Tai said he emphasized to the legislators that student journalists produce quality journalism and should have the same free speech rights afforded to their professional counterparts. He said the Hazelwood decision has been over-applied and has led school administrators to censor quality stories because they might make a school look bad.
“I think it’s important for journalists to stand up for these freedoms,” Tai said.
Missouri Association of School Administrators sent a letter expressing concern about the bill Monday, arguing that while it is well-intentioned, school districts could be held liable for student journalists’ speech.
“This is extremely concerning and will likely have the practical effect of districts simply canceling their programs,” the letter states.
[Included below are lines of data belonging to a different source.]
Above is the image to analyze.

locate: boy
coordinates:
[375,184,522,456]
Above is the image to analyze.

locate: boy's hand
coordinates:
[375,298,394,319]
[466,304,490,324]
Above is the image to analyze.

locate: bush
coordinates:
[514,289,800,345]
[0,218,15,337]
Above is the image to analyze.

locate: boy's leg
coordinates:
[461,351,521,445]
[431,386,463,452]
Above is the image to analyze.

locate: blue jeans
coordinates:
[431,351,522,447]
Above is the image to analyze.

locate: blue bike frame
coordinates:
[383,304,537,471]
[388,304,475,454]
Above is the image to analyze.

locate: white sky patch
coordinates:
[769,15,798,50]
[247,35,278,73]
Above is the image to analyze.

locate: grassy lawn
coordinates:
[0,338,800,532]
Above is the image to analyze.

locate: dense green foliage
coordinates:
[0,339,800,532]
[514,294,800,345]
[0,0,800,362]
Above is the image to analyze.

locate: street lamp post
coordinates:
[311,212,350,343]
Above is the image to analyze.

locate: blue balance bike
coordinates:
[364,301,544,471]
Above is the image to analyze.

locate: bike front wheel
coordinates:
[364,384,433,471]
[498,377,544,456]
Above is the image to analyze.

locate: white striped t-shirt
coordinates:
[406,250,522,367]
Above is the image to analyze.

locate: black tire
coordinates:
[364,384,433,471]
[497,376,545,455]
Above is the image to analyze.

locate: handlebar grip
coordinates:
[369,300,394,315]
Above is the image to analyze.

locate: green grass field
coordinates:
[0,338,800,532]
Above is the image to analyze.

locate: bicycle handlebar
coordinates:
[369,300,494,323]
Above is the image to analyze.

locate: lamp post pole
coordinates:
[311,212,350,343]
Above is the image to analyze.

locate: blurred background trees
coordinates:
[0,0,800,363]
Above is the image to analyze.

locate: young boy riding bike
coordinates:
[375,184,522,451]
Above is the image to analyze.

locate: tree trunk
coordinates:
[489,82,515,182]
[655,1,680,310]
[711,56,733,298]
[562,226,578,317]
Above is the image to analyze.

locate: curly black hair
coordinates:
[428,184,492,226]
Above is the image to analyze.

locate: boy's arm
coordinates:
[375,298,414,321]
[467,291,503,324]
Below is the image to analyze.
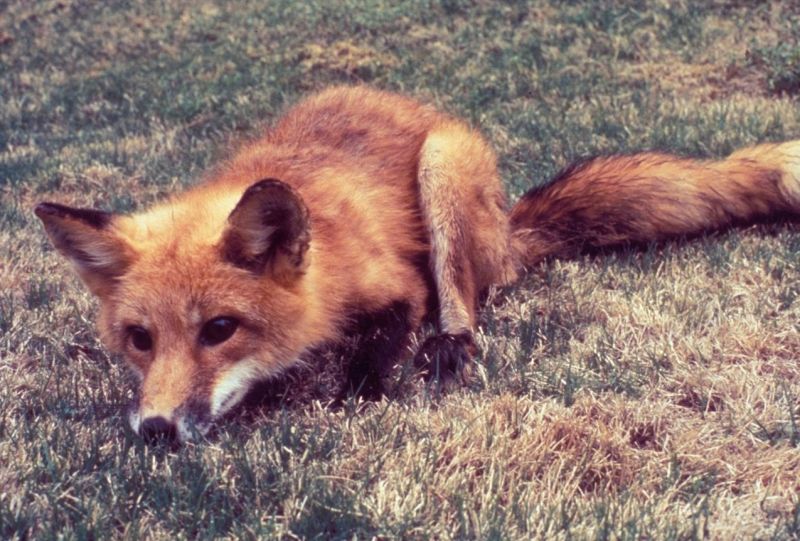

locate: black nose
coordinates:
[139,417,178,444]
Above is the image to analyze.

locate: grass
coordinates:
[0,0,800,539]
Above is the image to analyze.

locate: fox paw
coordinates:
[414,332,478,383]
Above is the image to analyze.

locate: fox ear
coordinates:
[34,203,134,295]
[222,179,311,280]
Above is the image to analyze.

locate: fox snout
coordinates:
[128,399,212,446]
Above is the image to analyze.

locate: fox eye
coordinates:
[200,317,239,346]
[128,325,153,351]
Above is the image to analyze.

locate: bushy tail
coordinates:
[510,140,800,267]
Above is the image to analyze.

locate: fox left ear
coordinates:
[34,203,135,295]
[221,179,311,281]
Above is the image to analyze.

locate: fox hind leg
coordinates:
[414,122,516,380]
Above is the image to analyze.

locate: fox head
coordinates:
[35,179,310,441]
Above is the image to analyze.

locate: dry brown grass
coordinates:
[0,0,800,539]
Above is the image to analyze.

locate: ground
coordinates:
[0,0,800,539]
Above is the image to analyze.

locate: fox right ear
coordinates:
[34,203,134,295]
[222,179,311,281]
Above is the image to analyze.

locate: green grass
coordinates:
[0,0,800,539]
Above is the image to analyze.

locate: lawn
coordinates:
[0,0,800,539]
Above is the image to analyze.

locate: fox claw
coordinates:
[414,332,478,383]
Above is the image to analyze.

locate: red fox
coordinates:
[35,87,800,441]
Nobody from the association testified at the hearing.
Haahr, who introduced the bill in early January, said there is a lot of interest around protecting free speech given what happened at the protest at the University of Missouri.
“It could not be more timely than it is right now,” Haahr said.
A number of other free speech advocates also testified at the hearing, including Mitch Eden, president of the Missouri Journalism Education Association and Meredith Wright, a student editor at Kirkwood High School.
Three other states — Washington, Nebraska and New Jersey — have seen similar pieces of legislation filed as part of a nationwide New Voices campaign led by the SPLC that aims to restore free speech rights for students journalists state by state. Inspired by North Dakota’s unanimous passage of the John Wall New Voices Act last year, about 20 states have ongoing campaigns to pass their own New Voices Acts.